Shem was one hundred years old when he begot Arpachshad, two years after the Flood. And Shem lived five hundred years after begetting Arphachshad and he begot sons and daughters. Arpachshad had lived thirty-five years when he got Shelah…

A confession: These are parts of Torah that I usually skip. Who cares about who begets whom?

But I noticed that in both of these portions, the distance between generation is ten. Ten generations of fully, very fully, lived lives. Can you imagine combing through artifacts of blood relatives going back that far?

Our children’s children and those beyond may not get that chance. Hence the value of The List.

Could there be other reasons that ten generations are listed, name by name?

How far back can you go in naming your descendants?

2 comments:

Larry Kaufman said...

Counting generations goes in both directions. I can only count back to my grandparents, but counting forward, I had 24 first cousins, of whom 16 are still alive. I haven't seen or talked to most of them for 30 years or more, Can't begin to guess how many first cousins once removed there are, although there are only four I would recognize if I bumped into them on the street. (One reason for this is that I moved away from home after college; my brother has a lot more contact with the family than I do.)

Interestingly, one of those four I met through Google. He is named for his grandfather, my uncle, whom I had mentioned in a blog post. Young Sid apparently Googled himself, found his late grandfather, and thus found his way to me.

Although I've gone on line to some of the geneology websites, I'm not confident that I could find much trace of the families in Bershtivke, a suburb of Kiev, or in Kobrin, which was apparently larger than a shtetl, in Belarus.
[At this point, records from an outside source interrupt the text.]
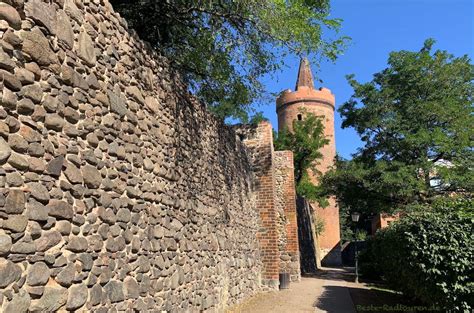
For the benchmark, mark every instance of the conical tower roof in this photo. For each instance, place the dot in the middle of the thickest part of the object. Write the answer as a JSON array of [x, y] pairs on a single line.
[[305, 76]]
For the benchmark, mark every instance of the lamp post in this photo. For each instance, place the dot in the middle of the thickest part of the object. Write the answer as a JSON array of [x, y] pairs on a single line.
[[355, 218]]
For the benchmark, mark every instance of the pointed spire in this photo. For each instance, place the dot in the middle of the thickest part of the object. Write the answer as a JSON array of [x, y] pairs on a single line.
[[305, 77]]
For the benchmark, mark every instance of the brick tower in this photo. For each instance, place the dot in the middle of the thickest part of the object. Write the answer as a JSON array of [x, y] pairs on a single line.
[[321, 103]]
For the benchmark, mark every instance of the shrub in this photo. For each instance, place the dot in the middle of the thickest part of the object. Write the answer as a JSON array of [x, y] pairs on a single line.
[[428, 256]]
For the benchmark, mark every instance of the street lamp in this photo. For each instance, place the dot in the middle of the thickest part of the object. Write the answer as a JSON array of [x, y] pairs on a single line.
[[355, 218]]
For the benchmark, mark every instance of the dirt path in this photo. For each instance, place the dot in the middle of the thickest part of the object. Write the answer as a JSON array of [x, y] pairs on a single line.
[[325, 292]]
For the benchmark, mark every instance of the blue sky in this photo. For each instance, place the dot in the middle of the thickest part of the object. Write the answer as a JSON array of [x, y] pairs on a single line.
[[378, 27]]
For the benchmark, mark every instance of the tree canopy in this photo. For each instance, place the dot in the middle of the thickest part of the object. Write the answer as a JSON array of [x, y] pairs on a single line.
[[415, 119], [305, 140], [222, 48]]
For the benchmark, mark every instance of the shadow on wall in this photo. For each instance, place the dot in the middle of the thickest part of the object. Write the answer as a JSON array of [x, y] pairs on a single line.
[[305, 237]]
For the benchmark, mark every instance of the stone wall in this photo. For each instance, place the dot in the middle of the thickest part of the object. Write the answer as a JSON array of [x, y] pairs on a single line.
[[286, 211], [118, 191]]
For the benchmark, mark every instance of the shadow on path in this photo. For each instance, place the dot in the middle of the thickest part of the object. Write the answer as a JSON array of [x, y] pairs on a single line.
[[330, 300]]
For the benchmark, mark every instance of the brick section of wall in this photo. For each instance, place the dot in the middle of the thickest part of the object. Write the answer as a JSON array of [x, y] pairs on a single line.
[[259, 141], [286, 209], [118, 191], [320, 103]]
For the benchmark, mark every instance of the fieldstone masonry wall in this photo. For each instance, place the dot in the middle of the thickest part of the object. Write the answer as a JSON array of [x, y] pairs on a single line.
[[118, 192]]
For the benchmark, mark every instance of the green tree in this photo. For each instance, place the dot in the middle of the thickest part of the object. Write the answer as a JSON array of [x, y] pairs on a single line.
[[415, 118], [222, 48], [305, 140]]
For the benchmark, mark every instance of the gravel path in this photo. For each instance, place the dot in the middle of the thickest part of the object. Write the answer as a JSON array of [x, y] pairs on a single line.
[[325, 292]]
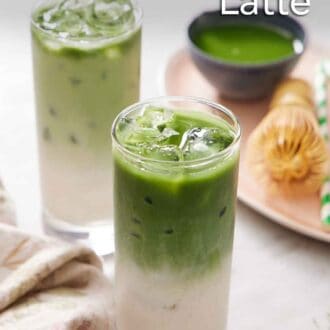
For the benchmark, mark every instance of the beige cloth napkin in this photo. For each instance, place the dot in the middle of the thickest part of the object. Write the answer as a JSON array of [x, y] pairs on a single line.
[[47, 284]]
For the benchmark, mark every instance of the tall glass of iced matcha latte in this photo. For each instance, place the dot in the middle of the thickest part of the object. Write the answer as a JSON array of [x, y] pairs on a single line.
[[175, 180], [86, 68]]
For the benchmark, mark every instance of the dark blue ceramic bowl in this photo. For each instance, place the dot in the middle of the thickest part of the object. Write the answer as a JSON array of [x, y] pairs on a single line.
[[244, 81]]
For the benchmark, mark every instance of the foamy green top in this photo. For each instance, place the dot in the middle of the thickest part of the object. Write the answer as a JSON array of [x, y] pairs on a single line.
[[172, 135], [87, 19]]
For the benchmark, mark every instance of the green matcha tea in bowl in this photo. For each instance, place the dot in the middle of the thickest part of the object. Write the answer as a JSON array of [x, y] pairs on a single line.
[[86, 56], [175, 180]]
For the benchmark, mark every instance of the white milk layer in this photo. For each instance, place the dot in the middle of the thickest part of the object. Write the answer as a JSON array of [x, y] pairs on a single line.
[[76, 188], [159, 301]]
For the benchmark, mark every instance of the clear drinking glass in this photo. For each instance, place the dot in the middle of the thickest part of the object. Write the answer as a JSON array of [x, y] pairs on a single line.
[[174, 218], [86, 56]]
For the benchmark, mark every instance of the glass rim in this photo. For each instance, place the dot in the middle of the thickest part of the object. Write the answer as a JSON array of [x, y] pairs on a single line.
[[138, 12], [195, 162]]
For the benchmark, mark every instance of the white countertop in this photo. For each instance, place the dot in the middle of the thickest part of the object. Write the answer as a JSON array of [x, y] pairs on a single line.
[[281, 281]]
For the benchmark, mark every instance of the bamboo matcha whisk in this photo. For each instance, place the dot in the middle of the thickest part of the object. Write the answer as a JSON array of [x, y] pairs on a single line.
[[286, 151]]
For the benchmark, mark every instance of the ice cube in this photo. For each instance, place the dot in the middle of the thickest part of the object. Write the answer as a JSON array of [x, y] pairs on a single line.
[[203, 142], [155, 117], [161, 152], [76, 5], [113, 12]]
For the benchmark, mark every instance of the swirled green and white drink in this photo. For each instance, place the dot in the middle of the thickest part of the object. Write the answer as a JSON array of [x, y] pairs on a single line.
[[175, 176], [86, 68]]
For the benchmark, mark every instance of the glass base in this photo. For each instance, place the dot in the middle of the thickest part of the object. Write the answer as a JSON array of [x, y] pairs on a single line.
[[99, 238]]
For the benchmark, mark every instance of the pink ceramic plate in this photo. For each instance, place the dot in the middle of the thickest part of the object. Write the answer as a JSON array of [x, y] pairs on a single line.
[[181, 77]]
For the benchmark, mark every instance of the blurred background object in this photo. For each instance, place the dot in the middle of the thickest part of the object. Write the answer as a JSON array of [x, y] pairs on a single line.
[[280, 279]]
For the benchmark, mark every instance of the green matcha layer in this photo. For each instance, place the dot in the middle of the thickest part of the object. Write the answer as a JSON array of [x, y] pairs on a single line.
[[245, 43], [181, 220], [81, 87]]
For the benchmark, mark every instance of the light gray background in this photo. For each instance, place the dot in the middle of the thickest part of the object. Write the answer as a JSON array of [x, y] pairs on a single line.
[[281, 281]]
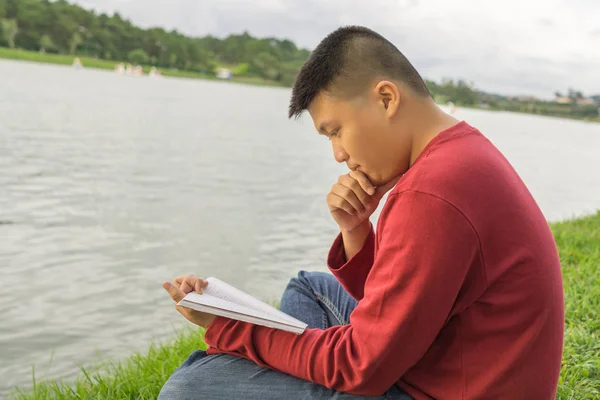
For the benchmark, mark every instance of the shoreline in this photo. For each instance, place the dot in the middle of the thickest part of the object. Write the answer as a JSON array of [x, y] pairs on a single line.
[[142, 375], [92, 63], [88, 62]]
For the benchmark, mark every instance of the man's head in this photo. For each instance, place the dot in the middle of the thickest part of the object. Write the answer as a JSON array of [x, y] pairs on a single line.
[[362, 93]]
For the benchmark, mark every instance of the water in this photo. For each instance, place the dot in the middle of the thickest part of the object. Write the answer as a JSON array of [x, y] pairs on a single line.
[[111, 184]]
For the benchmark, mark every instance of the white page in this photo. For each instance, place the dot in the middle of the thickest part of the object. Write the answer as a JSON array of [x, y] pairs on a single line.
[[242, 317], [227, 292], [224, 304]]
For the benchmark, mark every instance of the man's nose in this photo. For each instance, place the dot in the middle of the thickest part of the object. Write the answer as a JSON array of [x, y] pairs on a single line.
[[339, 154]]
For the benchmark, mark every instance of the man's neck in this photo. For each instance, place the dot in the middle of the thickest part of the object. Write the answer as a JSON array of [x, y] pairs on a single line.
[[430, 122]]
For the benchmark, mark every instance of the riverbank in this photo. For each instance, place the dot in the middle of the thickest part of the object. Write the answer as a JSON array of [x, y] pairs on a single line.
[[88, 62], [142, 375]]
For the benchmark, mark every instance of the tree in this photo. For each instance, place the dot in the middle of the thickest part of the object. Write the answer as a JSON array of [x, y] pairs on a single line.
[[76, 40], [138, 56], [10, 29], [46, 43]]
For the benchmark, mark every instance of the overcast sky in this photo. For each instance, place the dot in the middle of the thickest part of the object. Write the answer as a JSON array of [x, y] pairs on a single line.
[[509, 47]]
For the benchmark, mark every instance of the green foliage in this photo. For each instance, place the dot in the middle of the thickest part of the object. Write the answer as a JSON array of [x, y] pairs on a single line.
[[76, 40], [138, 56], [10, 30], [579, 248], [142, 376], [139, 377], [77, 31], [459, 92], [46, 44]]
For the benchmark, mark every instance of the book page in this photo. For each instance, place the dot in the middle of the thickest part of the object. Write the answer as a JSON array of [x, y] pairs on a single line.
[[224, 304], [231, 294]]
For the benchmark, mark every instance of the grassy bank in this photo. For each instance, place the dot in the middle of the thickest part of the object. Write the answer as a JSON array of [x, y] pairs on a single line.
[[142, 375], [88, 62]]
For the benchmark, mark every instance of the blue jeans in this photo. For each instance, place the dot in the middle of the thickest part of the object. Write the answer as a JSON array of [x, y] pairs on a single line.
[[316, 298]]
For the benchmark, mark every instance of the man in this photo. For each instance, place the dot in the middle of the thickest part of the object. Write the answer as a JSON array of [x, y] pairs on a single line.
[[457, 296]]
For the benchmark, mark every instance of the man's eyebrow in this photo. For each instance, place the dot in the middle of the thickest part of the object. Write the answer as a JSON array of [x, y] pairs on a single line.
[[323, 127]]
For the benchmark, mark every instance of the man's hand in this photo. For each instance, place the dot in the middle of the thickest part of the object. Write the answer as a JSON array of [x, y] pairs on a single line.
[[179, 288], [353, 199]]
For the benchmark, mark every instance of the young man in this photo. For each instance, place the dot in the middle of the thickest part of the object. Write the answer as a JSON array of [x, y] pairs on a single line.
[[457, 296]]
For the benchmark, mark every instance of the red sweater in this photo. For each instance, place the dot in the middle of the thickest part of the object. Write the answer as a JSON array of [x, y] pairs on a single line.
[[460, 291]]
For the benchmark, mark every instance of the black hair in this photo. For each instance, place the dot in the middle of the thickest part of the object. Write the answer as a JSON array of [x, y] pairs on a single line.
[[346, 61]]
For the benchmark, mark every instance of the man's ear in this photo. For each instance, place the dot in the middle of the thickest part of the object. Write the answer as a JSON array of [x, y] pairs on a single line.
[[388, 96]]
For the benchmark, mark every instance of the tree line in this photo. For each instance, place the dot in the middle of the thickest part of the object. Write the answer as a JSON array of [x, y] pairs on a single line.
[[61, 27], [65, 28]]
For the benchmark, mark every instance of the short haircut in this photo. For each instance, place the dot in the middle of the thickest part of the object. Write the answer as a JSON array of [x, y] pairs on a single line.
[[346, 61]]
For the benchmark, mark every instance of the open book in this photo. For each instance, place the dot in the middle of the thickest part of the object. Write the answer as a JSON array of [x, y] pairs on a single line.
[[220, 298]]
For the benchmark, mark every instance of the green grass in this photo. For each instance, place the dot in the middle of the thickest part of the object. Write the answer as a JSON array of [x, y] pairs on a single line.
[[138, 377], [89, 62], [142, 375], [579, 246]]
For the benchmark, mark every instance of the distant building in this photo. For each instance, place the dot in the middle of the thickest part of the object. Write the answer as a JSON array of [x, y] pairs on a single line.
[[585, 101], [562, 99], [224, 73], [530, 99]]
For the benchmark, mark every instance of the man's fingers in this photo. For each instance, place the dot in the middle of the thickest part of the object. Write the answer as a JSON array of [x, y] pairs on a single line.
[[363, 181], [336, 202], [356, 187], [176, 293], [347, 194], [192, 283]]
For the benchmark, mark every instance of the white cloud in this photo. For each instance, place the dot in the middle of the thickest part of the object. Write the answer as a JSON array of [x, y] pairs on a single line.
[[509, 46]]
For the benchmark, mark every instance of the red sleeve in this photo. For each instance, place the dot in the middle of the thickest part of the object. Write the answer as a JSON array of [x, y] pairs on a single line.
[[425, 249], [352, 274]]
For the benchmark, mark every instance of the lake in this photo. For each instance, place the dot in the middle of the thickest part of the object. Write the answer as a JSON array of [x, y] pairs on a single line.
[[111, 184]]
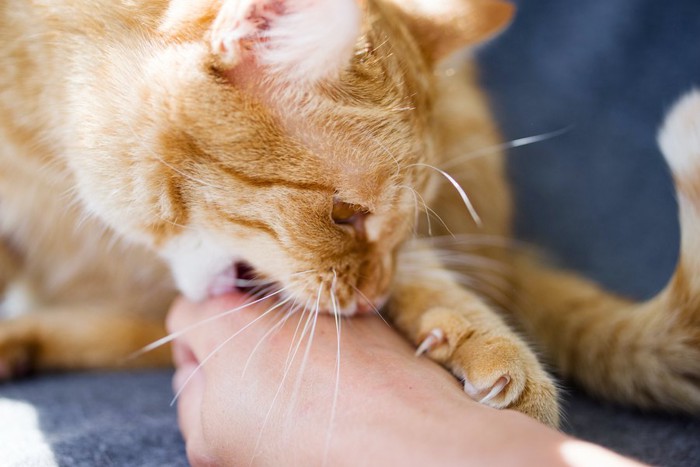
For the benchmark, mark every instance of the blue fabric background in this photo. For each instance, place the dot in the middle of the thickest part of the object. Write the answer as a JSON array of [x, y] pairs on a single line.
[[599, 198]]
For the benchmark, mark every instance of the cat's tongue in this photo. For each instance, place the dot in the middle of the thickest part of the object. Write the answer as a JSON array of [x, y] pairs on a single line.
[[240, 277]]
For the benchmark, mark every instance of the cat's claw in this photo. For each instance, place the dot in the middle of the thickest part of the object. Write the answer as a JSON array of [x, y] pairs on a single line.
[[434, 338], [482, 396]]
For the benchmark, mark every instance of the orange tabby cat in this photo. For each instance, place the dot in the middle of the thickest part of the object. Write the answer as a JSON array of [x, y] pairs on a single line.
[[292, 141]]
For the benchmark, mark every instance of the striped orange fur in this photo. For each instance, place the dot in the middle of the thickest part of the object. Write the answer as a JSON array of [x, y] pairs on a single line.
[[151, 147]]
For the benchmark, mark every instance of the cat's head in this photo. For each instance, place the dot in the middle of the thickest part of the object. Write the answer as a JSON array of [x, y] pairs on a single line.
[[282, 141]]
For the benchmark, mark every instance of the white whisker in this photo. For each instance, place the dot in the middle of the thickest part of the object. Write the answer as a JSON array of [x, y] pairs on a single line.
[[171, 337], [221, 346], [334, 407], [458, 187], [516, 143]]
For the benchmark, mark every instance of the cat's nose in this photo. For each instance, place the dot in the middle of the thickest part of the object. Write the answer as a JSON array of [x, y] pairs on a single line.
[[351, 214]]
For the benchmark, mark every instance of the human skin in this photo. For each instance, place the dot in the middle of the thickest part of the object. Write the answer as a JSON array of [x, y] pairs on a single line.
[[391, 407]]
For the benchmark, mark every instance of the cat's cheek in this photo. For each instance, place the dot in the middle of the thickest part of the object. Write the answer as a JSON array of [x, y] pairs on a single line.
[[195, 261]]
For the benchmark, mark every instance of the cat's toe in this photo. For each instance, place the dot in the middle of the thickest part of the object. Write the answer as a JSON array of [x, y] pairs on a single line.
[[498, 370]]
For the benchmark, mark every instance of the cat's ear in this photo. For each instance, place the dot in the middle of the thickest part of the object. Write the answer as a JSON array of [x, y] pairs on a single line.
[[301, 40], [445, 26]]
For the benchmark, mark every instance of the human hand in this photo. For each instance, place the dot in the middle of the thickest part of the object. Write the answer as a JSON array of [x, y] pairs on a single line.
[[245, 405]]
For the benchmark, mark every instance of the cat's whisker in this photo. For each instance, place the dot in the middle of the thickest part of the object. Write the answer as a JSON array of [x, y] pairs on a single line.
[[307, 351], [287, 370], [497, 148], [458, 187], [475, 261], [336, 390], [476, 240], [417, 195], [171, 337], [222, 345], [369, 302], [292, 310]]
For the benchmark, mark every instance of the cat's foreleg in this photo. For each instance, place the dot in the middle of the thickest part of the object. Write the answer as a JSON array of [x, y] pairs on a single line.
[[9, 266], [457, 329], [79, 338]]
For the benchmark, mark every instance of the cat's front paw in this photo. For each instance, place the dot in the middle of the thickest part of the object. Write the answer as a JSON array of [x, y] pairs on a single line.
[[497, 369]]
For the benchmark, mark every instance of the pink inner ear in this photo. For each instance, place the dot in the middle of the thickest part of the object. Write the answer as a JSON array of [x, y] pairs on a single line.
[[297, 40], [240, 25]]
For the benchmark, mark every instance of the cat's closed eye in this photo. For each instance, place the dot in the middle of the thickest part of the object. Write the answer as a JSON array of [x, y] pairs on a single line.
[[352, 215]]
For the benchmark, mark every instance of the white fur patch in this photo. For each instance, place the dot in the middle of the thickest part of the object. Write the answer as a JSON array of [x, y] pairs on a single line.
[[300, 40], [680, 136], [18, 300], [195, 260]]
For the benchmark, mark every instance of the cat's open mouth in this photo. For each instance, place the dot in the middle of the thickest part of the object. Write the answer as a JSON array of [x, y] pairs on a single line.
[[241, 277]]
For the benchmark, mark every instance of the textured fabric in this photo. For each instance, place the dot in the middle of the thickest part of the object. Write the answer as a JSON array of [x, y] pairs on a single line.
[[599, 198]]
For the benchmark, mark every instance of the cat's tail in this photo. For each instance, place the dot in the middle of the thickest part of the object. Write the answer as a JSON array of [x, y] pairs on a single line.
[[646, 354]]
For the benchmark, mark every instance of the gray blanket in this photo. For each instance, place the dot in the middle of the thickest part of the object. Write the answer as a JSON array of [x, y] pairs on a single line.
[[599, 198]]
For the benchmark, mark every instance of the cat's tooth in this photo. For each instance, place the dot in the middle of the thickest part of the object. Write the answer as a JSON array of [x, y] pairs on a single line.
[[432, 340]]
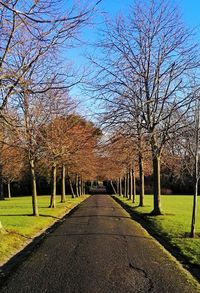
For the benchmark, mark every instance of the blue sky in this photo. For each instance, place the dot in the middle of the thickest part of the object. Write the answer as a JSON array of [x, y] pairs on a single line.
[[190, 10]]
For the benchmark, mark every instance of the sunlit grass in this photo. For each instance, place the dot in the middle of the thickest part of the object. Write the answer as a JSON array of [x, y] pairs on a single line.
[[19, 224], [175, 224]]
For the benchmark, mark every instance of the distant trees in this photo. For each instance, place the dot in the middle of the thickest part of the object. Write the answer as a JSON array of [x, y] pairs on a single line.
[[143, 76], [32, 72]]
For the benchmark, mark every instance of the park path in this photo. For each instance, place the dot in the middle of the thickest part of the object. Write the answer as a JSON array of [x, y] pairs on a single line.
[[99, 248]]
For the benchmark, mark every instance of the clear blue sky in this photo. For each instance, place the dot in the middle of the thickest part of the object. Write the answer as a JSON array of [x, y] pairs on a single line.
[[190, 10]]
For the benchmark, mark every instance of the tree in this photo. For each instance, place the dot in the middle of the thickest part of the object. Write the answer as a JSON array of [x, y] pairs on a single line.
[[190, 142], [146, 59]]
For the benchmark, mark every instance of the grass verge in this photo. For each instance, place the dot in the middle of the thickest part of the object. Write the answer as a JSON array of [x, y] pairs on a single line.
[[174, 226], [21, 227]]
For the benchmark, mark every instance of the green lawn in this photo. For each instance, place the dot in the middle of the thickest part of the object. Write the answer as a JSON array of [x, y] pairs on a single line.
[[174, 225], [21, 226]]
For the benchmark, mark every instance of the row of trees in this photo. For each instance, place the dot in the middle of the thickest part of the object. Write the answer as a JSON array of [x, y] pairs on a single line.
[[146, 75], [38, 125]]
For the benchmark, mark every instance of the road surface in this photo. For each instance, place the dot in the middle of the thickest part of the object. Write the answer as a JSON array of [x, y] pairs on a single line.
[[99, 248]]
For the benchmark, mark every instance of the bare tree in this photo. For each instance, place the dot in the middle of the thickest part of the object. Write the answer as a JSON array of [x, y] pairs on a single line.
[[146, 61]]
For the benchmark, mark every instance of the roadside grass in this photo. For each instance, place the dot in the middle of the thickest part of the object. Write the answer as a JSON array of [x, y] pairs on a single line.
[[19, 224], [174, 225]]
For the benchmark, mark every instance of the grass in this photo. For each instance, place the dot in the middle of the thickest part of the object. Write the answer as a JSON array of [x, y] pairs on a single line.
[[174, 225], [19, 224]]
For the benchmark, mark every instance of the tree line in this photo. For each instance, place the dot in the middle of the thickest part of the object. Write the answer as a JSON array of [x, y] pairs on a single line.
[[146, 74]]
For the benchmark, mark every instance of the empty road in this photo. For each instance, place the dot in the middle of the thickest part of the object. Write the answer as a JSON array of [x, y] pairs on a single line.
[[99, 248]]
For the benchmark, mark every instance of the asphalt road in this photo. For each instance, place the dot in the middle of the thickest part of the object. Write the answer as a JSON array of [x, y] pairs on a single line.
[[99, 248]]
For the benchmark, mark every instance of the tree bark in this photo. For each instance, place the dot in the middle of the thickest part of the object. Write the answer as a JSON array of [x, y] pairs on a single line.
[[8, 186], [71, 187], [156, 186], [196, 169], [134, 184], [141, 174], [77, 185], [111, 183], [34, 189], [53, 187], [80, 185], [1, 185], [125, 192], [120, 186], [194, 210], [63, 195], [130, 185]]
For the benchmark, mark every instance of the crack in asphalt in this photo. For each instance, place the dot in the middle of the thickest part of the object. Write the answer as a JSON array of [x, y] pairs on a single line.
[[145, 275], [140, 270]]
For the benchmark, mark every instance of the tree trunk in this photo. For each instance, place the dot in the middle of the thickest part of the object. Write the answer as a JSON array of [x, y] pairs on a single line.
[[111, 183], [127, 182], [84, 187], [194, 210], [120, 186], [71, 187], [141, 174], [80, 185], [130, 185], [156, 185], [63, 195], [125, 193], [53, 187], [34, 189], [77, 185], [8, 186], [1, 185]]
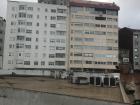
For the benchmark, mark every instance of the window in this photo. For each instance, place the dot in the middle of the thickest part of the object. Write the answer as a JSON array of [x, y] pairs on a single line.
[[88, 55], [36, 47], [35, 62], [27, 54], [53, 18], [26, 62], [42, 63], [36, 39], [30, 8], [38, 9], [51, 55], [28, 39], [60, 63], [37, 24], [19, 45], [52, 47], [21, 30], [28, 46], [61, 17], [60, 55], [60, 48], [21, 38], [43, 55], [61, 32], [22, 7], [135, 35], [29, 16], [37, 16], [46, 17], [10, 45], [28, 31], [136, 56], [53, 10], [21, 22], [61, 10], [53, 25], [46, 10], [77, 62], [51, 63], [37, 32], [52, 32], [29, 23], [19, 61], [45, 24], [135, 49], [88, 62], [52, 40]]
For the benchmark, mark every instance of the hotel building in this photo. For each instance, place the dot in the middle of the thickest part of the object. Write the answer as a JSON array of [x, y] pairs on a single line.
[[93, 36], [36, 36]]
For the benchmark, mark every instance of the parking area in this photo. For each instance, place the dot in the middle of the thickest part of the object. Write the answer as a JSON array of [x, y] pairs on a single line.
[[45, 84]]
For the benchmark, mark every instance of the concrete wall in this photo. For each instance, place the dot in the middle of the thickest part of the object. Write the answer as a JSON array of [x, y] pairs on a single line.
[[10, 96]]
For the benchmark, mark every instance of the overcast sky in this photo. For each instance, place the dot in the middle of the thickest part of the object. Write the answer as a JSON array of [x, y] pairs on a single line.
[[129, 14]]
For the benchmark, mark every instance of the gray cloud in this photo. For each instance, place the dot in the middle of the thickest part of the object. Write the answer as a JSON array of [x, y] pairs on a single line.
[[129, 14]]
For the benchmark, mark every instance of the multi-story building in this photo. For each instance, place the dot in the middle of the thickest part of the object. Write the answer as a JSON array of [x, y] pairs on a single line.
[[58, 2], [2, 33], [93, 36], [129, 39], [36, 36]]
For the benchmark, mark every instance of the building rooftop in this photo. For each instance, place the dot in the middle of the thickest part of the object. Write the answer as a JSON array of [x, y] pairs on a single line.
[[102, 5], [45, 84]]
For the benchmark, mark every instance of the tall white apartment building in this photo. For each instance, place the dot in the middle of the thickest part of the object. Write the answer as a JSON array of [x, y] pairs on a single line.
[[2, 34], [36, 36], [93, 36]]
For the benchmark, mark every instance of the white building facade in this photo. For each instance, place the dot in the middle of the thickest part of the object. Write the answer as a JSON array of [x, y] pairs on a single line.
[[93, 36], [2, 34], [36, 36]]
But maybe this emphasis on generations will motivate me to make my List of the more or less contemporary family!

Ellen Blum Barish said...

Larry: Perhaps what we have lost in the way of a paper trail to find our lost relatives we have gained in the potency of electronic connection - a fast and efficient way to rediscover former generation.

Would the guidance of a good geneologist be a worthwhie part of our adult education offerings? If nothing else, it might be a lot of fun.